The absurdity of this scenario is fairly clear. Then why do so many data standardization efforts approach their very similar problem in the same way? The example above may be extreme, and some will say that I’ve exaggerated the issue, but that’s just the point I’m trying to make. When one talks with the practitioners of data standardization efforts, they almost always believe that the end goal they are striving for is nothing less than the complete standardization of the enterprise. They may realize intellectually that the job may never be finished, but they still believe that the approach is sound, and that if they can just stay at it long enough, they’ll eventually attain the return on investment and justify their long effort.

If the notion of the UN attempting a global standardization effort seems absurd, than why is the best practice of data standardization the very same approach? If we create a continuum for the application of this approach (see figure) starting at the very smallest project (perhaps the definition of the data supporting a small application system used by a subset of a larger enterprise), and ending at this global UN standardization effort, one has to wonder where along this scale does the practical success of the small effort turn into the absurd impossibility of the global effort? If we choose a point on this continuum and say “here and no further” then no doubt arguments will ensue. Probably, there will be individuals who find the parable above to not be ridiculous. Likewise, there will be others who believe that trying any standardization is a waste of time. Others might try to rationally put an end point on the chart at the point representing their current employer. These folks will find, however, that their current employer merges with another enterprise in a few months, which then raises the question is the point of absurdity further out now, at the ends of the combined organization?

Where Is The Threshold of Absurdity in Data Standardization?

Where Is The Threshold of Absurdity in Data Standardization?

Myself, I believe in being practical, as much as possible. The point of absurdity for me is reached whenever the standardization effort becomes divorced from other initiatives of the enterprise and becomes its own goal. When the data standardization focuses on the particular problem at hand, then the return on the effort can be justified. When data standardization is performed for its own sake, no matter how noble or worthy the sentiment expressed behind the effort, then it is eventually going to overextend its reach and fail.

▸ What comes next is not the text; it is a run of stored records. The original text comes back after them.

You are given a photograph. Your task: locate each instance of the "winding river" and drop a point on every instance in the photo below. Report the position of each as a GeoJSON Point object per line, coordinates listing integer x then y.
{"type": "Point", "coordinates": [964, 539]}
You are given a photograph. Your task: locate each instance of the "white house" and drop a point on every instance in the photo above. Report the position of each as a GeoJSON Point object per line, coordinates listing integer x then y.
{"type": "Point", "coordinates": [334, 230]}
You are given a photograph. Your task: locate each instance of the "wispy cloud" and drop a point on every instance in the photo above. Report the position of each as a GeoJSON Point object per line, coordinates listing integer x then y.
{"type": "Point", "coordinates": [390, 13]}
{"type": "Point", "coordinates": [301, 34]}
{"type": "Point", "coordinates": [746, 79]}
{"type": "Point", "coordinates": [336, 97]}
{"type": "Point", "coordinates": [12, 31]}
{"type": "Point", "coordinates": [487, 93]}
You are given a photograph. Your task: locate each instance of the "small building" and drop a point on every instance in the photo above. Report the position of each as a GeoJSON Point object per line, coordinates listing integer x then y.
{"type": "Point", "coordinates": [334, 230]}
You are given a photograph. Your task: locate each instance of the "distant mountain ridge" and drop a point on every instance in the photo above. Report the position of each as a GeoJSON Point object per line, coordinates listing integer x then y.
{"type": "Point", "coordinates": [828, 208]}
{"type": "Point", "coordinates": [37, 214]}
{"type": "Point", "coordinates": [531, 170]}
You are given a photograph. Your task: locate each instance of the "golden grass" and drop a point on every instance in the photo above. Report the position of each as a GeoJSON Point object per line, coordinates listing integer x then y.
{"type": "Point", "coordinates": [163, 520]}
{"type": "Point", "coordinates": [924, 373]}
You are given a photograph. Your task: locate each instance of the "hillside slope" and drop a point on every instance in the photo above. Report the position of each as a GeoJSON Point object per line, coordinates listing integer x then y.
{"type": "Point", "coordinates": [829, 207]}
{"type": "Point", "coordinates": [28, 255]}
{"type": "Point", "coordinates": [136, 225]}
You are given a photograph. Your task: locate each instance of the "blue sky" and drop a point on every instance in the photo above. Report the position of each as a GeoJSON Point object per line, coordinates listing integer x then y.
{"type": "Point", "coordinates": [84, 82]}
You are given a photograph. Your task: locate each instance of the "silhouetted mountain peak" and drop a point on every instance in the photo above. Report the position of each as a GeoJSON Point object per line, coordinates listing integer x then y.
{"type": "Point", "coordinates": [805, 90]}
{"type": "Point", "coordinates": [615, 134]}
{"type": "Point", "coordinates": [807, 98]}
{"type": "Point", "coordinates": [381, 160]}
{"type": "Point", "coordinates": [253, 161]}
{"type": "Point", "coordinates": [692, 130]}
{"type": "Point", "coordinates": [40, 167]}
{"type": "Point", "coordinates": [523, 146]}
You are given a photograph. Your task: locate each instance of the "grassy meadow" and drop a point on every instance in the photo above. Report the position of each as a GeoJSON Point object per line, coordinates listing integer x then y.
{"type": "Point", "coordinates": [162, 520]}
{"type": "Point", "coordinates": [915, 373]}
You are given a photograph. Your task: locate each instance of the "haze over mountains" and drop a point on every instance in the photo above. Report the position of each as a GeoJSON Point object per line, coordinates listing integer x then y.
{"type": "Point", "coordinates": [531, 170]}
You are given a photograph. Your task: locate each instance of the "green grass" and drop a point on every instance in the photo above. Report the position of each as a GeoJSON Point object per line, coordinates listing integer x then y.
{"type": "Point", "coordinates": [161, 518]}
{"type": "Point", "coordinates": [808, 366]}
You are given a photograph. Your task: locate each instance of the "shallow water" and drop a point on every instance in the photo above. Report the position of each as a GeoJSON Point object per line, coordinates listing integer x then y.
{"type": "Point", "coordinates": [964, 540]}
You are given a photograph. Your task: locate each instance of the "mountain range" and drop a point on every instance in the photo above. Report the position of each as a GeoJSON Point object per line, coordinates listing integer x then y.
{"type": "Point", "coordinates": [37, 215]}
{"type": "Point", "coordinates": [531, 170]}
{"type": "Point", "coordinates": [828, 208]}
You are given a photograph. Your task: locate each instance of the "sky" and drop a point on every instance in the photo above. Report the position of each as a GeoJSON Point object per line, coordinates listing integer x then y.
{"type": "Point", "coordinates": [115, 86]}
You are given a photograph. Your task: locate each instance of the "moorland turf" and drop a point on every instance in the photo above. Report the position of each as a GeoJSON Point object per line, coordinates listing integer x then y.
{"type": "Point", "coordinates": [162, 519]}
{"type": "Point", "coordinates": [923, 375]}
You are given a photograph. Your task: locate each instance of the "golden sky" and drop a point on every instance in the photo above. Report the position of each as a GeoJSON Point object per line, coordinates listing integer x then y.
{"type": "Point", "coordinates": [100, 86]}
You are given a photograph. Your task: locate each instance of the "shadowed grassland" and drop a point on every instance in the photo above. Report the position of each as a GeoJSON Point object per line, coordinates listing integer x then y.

If we all agree that at SOME point on the continuum, attempting data standardization is an absurd endeavor, then we must recognize that there is a limit to the approach of trying to define data standards. The smaller the context, the more the likelihood of success, and the more utility of the standard to that context. Once we have agreed to this premise, the next question that should leap to mind is: Why don’t our data dictionaries, tools, methods, and best practices record the context within which they are defined? Since we agree we must work within some bounds or face an absurdly huge task, why isn’t it clear from our data dictionaries that they are meaningful only within a specific context?

The XML thought leaders have recognized the importance of context, and while I don’t believe their solution will ultimately solve the problems presented by the common multi-context environments we find ourselves working in, it is at least an attempt. This construct is the “namespace” used to unambiguously tie an XML tag to a validating schema.

Data standards proponents, and many data modelers have not recognized the importance and inevitability of context to their work. They come from a background where all data must be rationalized into a single, comprehensive model, resulting in the loss of variation, ideosyncracy and colloquialism from their environments. These last simply become the “burden of legacy systems” which are anathema to the state of the practice.

Unmanage Master Data Management

Master Data Management is a discipline which tries to create, maintain and manage a single, standardized conceptual information model of all of an enterprise’s data structures. Taking as its goal that all IT systems eventually will be unified under a single semantic description so that information from all corners of the business can be understood and managed as a whole.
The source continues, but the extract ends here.